Question

The reciprocal of $ - 1$ is $ - 1$ .
(A) True
(B) False

Answer 1

Hint: Whenever there is an integer, we always assume that it is divisible by $1$ . In this question you have to find the reciprocal of $ - 1$ and for that you have to divide $1$ by this number and after dividing you have to see what outcome is coming out be.

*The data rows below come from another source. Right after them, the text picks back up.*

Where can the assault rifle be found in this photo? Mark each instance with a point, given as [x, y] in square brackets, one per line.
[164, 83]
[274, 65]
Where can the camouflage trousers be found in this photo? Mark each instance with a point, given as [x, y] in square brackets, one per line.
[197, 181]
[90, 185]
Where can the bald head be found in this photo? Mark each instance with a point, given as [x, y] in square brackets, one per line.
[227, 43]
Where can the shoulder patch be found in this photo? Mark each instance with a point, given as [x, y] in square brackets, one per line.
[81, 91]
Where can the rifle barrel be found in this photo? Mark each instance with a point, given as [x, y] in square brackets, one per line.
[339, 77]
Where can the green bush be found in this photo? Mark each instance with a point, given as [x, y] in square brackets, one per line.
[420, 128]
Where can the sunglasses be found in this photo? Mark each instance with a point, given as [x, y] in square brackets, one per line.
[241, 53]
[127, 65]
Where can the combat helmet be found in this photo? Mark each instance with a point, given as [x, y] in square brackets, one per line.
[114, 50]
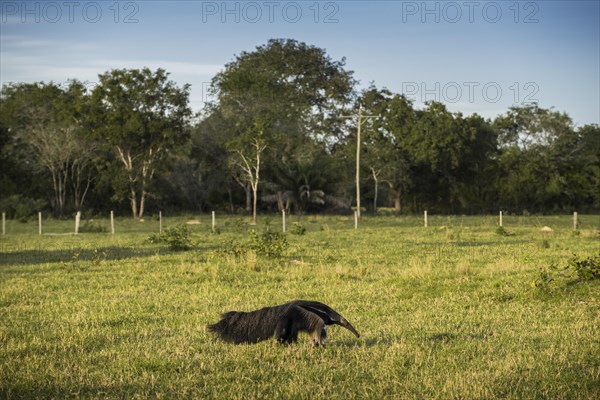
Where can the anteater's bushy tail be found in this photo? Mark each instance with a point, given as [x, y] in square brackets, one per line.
[247, 327]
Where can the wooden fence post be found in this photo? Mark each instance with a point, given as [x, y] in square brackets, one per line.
[77, 220]
[283, 219]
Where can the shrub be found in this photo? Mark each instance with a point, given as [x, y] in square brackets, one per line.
[177, 238]
[586, 268]
[90, 226]
[270, 244]
[500, 230]
[297, 229]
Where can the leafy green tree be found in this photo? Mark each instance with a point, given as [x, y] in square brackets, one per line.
[49, 120]
[143, 117]
[545, 160]
[387, 153]
[275, 99]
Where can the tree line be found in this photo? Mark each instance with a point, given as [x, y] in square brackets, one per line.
[275, 137]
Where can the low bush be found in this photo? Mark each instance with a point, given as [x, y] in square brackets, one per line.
[177, 238]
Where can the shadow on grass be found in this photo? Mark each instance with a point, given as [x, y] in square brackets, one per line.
[73, 254]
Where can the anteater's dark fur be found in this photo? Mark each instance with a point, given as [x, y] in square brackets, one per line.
[283, 321]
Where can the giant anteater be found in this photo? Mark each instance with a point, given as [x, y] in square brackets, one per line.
[283, 321]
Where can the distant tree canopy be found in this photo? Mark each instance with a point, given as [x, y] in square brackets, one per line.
[274, 138]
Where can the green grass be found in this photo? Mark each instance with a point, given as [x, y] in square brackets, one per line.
[444, 312]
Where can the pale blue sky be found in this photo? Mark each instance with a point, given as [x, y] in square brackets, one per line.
[476, 56]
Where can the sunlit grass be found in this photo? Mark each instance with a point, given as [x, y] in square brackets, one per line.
[446, 311]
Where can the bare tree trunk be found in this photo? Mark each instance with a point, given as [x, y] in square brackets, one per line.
[142, 204]
[375, 175]
[248, 199]
[280, 205]
[254, 201]
[398, 201]
[133, 200]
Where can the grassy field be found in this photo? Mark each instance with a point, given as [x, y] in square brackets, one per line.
[444, 312]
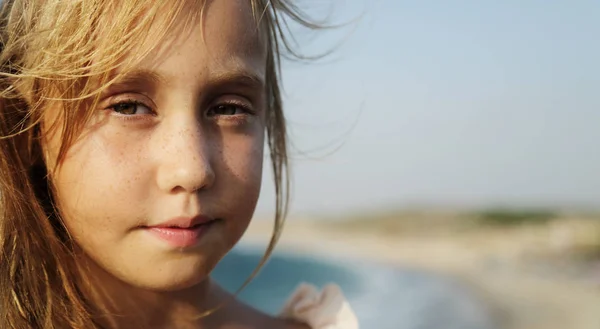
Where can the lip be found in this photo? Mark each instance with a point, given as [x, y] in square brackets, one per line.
[184, 222]
[181, 232]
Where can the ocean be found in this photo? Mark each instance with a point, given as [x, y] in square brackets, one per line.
[383, 297]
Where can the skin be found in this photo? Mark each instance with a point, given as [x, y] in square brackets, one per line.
[183, 135]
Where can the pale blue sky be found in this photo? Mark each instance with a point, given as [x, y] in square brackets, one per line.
[462, 103]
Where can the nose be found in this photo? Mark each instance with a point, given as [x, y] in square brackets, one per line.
[184, 158]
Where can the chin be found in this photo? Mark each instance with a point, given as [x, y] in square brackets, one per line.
[180, 279]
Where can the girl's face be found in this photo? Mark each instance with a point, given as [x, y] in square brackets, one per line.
[178, 142]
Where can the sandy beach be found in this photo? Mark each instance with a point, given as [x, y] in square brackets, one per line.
[530, 276]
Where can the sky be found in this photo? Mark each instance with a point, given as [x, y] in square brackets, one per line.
[445, 103]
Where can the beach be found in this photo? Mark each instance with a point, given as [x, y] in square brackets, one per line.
[530, 276]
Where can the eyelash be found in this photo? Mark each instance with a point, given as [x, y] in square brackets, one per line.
[132, 102]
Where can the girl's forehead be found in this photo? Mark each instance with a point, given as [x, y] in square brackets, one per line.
[222, 32]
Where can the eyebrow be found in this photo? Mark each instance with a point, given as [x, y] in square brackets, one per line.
[138, 76]
[243, 78]
[237, 77]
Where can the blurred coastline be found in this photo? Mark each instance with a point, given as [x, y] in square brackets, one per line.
[535, 269]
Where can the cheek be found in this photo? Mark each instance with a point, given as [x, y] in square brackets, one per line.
[95, 185]
[240, 175]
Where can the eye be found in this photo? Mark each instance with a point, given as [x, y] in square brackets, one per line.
[227, 109]
[130, 108]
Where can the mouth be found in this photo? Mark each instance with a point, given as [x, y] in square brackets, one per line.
[181, 235]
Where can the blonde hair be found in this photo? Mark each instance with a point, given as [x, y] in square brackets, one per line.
[62, 52]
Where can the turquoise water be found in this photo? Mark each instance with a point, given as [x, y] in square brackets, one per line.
[383, 297]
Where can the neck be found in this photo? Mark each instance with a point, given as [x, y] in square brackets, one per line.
[121, 305]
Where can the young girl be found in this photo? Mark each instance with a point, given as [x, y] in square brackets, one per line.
[131, 152]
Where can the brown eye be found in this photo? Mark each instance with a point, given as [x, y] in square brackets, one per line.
[227, 109]
[130, 108]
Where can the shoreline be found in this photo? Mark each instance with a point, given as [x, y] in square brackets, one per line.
[490, 266]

Complete step by step solution:
If we want to find the reciprocal of any number, then we have to divide 1 by this number. The reciprocal of any number is the same as the multiplicative-inverse of a number.
Now,
We have to find the reciprocal of $ - 1$.
So, we have to divide it by $1$.
Therefore,
Reciprocal of $ - 1\, = \,\dfrac{1}{{ - 1}}$
Now, multiplying and dividing $\dfrac{1}{{ - 1}}$ by $ - 1$.
Therefore,
$ \Rightarrow \dfrac{{1 \times - 1}}{{ - 1 \times - 1}} = \dfrac{{ - 1}}{1}$
We can also write $\dfrac{{ - 1}}{1}\,\,as\,\, - 1.$
So, we can see that the reciprocal $ - 1$ is $ - 1$.
Therefore, the correct answer is True and the correct option is (A).

Note: Reciprocal is simply defined as the inverse of a value or a number. If n is a real number, then its reciprocal will be $\dfrac{1}{n}$. Thus, here we convert the number into an upside-down form. For example, the reciprocal of \[9\] is $1$ divided by $9$, i.e. $\dfrac{1}{9}$. Now, if we multiply a number by its reciprocal, it gives a value equal to $1$. Thus, it is also called multiplicative inverse. We cannot apply the reciprocal condition on zero, since it will return an indefinite value. Therefore, we can have reciprocal for all real numbers but not for zero.